In dit bestemmingsplan wordt daarom geen regeling getroffen ten behoeve van ontwikkeling van nieuwe landgoederen.
Bijzondere complexen
In het plangebied ligt een aantal bijzondere complexen. Het betreft onder andere de Van Braam Houckgeestkazerne en het Militair Revalidatiecentrum Aerdenburg, beide in eigendom en beheer bij Defensie.
Het streven is dat de bijzondere complexen zo veel mogelijk hun bestaande functie behouden. Met betrekking tot de ontwikkelingsruimte voor deze complexen moet daarom in eerste instantie uitgegaan worden van zowel de gebruiks- als bebouwingsmogelijkheden uit het nog vigerende bestemmingsplan. Er kan echter sprake zijn van zwaarwegender belangen, waardoor het nodig is hiervan af te wijken. In voorkomend geval zal dit leiden tot enige inperking van de gebruiks- en bebouwingsmogelijkheden uit het nog vigerende plan.
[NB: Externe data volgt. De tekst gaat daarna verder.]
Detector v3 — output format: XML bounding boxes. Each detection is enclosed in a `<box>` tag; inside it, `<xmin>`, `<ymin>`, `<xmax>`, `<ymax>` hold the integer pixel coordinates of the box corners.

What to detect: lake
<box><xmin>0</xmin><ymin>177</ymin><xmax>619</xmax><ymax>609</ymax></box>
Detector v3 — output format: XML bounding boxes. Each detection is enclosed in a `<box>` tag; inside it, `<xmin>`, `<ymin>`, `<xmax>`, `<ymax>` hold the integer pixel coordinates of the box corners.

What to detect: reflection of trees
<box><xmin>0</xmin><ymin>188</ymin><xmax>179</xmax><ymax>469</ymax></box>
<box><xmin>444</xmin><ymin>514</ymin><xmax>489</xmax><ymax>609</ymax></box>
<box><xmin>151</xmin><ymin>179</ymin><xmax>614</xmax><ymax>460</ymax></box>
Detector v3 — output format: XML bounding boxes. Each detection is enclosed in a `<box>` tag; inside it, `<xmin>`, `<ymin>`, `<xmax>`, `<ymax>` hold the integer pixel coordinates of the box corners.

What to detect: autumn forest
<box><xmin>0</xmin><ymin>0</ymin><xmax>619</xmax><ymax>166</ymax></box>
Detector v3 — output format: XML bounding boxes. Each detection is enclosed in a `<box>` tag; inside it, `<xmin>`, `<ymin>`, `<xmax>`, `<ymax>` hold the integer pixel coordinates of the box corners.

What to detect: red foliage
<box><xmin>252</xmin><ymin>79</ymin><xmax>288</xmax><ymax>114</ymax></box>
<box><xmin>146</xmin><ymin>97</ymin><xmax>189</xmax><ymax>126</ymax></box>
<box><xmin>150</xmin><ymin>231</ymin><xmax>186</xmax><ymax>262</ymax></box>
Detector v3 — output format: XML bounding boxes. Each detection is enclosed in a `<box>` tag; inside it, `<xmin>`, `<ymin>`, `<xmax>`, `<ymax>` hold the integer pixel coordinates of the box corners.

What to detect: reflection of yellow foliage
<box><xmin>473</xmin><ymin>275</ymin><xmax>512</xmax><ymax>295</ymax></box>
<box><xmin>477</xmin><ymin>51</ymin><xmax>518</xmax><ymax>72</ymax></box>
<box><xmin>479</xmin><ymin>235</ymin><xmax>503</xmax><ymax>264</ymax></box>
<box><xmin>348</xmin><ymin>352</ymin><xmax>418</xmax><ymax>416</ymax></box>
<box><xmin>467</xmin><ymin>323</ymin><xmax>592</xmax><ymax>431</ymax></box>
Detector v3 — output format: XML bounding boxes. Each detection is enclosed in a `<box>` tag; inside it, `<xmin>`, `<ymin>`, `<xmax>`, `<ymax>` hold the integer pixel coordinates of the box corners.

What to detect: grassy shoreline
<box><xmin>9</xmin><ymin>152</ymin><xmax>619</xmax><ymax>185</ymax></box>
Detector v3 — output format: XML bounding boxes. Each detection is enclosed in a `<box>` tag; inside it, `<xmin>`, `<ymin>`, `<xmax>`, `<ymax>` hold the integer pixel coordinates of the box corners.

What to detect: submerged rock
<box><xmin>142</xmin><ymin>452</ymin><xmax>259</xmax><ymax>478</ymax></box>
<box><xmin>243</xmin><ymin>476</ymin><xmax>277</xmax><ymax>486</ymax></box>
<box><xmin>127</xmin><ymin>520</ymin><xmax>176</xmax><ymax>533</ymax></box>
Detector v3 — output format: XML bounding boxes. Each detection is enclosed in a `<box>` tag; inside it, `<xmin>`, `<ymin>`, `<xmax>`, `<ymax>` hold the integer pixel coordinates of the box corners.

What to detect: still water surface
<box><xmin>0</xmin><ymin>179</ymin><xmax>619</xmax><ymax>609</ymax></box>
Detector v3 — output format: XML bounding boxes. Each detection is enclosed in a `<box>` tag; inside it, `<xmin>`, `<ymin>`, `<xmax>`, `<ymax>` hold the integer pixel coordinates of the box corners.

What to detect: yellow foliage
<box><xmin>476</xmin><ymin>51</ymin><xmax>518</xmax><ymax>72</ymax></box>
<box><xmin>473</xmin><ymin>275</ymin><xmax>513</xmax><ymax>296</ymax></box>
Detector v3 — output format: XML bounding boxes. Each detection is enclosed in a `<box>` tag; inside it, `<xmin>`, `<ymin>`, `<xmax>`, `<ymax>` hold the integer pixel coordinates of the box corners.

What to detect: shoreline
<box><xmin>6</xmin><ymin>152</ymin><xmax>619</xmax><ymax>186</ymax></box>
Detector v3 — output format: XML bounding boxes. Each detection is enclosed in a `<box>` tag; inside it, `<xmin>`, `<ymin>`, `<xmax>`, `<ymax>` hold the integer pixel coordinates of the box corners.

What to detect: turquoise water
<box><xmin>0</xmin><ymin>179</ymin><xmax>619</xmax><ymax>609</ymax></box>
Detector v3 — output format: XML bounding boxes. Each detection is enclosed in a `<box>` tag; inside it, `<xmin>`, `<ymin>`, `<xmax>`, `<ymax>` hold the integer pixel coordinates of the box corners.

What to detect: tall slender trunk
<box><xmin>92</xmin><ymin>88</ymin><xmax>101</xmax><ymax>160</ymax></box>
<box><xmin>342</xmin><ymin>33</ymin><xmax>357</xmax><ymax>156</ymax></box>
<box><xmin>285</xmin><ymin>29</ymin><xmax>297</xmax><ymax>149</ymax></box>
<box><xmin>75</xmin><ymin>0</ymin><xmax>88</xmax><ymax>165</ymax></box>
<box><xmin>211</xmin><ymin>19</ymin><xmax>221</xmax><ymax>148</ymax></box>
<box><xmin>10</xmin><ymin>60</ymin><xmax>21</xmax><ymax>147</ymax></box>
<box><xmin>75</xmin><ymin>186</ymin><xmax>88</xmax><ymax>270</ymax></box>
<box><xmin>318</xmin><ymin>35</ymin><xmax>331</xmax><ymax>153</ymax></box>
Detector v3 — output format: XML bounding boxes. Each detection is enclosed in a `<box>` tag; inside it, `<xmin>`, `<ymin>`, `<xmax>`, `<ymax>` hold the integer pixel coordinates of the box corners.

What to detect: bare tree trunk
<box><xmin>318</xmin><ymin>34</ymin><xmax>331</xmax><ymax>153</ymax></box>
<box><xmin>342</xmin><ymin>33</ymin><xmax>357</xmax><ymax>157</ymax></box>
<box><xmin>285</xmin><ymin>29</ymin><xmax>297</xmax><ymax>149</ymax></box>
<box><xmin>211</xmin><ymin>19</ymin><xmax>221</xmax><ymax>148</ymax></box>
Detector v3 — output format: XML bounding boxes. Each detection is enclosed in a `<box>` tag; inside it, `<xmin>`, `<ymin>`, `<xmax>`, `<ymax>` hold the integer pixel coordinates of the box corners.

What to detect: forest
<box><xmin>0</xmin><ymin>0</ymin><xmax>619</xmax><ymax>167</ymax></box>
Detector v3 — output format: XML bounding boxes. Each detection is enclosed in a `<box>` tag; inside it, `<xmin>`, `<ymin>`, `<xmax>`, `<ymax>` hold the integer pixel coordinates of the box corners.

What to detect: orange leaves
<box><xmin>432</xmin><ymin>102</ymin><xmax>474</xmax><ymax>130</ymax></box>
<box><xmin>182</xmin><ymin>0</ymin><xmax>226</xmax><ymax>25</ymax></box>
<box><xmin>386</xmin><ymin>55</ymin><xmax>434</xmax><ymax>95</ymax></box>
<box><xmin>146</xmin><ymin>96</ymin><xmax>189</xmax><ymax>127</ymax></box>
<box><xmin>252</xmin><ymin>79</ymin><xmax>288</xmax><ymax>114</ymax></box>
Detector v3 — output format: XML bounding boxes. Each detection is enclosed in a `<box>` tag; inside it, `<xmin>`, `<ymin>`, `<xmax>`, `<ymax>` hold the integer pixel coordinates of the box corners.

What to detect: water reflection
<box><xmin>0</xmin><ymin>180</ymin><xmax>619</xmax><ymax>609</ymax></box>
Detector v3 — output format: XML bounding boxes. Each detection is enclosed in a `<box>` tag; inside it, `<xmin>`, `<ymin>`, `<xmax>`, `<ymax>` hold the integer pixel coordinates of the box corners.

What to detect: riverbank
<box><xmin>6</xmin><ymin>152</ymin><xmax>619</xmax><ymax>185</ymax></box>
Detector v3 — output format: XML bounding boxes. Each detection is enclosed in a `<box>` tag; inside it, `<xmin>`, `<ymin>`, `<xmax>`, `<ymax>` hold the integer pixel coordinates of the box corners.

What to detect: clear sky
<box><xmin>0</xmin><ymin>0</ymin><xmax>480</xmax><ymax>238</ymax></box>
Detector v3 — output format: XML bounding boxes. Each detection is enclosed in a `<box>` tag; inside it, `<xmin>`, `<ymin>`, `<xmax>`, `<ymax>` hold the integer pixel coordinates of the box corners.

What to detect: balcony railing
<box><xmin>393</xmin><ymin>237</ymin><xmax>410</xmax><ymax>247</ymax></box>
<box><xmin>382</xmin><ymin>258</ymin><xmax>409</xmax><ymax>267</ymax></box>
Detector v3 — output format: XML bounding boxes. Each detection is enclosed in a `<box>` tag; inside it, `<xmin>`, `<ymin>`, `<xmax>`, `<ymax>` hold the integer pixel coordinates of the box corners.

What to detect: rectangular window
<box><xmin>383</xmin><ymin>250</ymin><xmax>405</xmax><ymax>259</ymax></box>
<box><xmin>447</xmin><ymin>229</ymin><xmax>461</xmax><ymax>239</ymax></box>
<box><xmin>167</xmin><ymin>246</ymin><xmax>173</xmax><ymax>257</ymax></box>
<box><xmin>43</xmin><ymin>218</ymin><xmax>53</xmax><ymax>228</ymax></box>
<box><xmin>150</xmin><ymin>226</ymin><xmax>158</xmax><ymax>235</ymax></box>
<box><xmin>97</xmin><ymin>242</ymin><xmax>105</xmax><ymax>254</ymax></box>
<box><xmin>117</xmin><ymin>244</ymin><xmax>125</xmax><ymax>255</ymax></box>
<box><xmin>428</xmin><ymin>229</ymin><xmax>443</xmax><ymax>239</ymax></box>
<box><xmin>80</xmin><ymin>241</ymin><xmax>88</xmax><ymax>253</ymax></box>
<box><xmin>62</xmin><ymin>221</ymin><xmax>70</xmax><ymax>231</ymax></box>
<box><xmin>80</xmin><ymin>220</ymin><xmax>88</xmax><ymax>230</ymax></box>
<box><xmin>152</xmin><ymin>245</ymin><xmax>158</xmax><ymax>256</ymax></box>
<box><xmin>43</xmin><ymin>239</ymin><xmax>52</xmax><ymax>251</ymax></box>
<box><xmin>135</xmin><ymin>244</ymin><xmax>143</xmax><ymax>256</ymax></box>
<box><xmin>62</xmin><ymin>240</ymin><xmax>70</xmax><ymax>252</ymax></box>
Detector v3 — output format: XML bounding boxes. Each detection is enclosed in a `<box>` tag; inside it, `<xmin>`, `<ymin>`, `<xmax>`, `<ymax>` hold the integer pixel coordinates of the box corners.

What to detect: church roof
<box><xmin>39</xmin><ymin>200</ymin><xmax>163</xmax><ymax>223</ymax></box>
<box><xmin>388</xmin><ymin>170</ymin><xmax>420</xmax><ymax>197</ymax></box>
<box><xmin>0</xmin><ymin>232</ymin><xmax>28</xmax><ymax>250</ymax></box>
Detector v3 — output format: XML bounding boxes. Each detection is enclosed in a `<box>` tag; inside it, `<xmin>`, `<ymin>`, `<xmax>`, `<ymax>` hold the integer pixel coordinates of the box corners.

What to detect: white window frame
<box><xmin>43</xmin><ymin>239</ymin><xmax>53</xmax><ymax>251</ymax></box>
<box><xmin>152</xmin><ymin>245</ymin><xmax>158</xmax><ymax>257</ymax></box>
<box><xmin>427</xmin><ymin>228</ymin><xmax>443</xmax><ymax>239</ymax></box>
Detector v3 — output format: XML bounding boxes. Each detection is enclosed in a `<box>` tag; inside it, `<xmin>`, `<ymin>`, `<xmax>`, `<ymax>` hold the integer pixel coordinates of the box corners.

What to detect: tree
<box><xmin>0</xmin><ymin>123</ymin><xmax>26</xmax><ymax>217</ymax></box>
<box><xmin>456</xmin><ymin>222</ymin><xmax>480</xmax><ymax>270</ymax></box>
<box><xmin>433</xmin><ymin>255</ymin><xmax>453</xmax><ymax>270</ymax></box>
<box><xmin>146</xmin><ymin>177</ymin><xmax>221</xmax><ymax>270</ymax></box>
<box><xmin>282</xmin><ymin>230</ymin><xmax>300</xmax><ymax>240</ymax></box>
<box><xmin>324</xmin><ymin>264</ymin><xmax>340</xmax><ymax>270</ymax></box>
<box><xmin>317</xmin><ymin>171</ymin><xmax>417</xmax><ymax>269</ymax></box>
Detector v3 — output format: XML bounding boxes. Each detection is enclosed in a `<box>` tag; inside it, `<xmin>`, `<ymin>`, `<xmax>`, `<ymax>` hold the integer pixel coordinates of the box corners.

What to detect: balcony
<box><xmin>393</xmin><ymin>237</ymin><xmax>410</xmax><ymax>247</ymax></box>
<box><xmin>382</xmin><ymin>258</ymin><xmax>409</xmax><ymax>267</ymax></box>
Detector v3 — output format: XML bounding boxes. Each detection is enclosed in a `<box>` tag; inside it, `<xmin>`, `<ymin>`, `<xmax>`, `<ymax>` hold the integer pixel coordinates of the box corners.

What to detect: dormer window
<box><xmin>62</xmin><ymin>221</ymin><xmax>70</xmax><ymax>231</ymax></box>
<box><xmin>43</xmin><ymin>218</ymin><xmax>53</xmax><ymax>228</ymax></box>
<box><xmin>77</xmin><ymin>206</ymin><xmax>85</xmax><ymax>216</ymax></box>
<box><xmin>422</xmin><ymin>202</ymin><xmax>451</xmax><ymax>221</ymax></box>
Een voorbeeld van zo'n belang is het aan de EHS gerelateerde 'Nee, tenzij'-regime. Ook voor een aantal van de bijzondere complexen geldt dat zij gelegen zijn in gebieden binnen de groene contour, ofwel binnen de EHS. Omdat binnen de EHS ontwikkelingen slechts zijn toegestaan, indien zij de wezenlijke kenmerken en/of waarden van dit gebied niet significant aantasten, tenzij er geen reële alternatieven zijn en van redenen van groot openbaar belang geen sprake is, is het niet aanvaardbaar de ruime gebruiks- en bebouwingsmogelijkheden uit het nog vigerende plan één op één over te nemen. Het is van wezenlijk belang af te kunnen wegen of een gewenste uitbreiding op de daarvoor beoogde locatie kan worden toegestaan. Uit dat oogpunt gezien vraagt dit complex om een nadere afweging wat betreft de ontwikkelingsruimte die door het plan al dan niet bij recht geboden wordt.
Bedrijfsontwikkeling en ruimtelijke plannen voor de bijzondere complexen die gelegen zijn in de EHS moeten, evenals dat voor andere functies het geval is, getoetst op wenselijkheid en aan het 'Nee, tenzij'-regime. Voor toekomstige plannen, die uitkomen boven de door dit bestemmingsplan toegestane ontwikkelingsruimte, zal er een separate planologische procedure gevolgd moeten worden. In het algemeen is een afzonderlijke bestemmingsplanherziening de aangewezen weg. Een deel van het terrein van Militair Revalidatiecentrum Aerdenburg maakt eveneens onderdeel uit van de EHS. Conform provinciaal beleid is het 'Nee, tenzij'-principe hierop echter niet van toepassing, omdat het een militair terrein betreft.
Voor met name de Van Braam Houckgeestkazerne geldt het bovenstaande niet: het kazerneterrein valt buiten de EHS. Ten aanzien van dit bijzondere complex mag het bestemmingsplan daarom op voorhand -bij recht- een ruimere ontwikkelingsruimte bieden.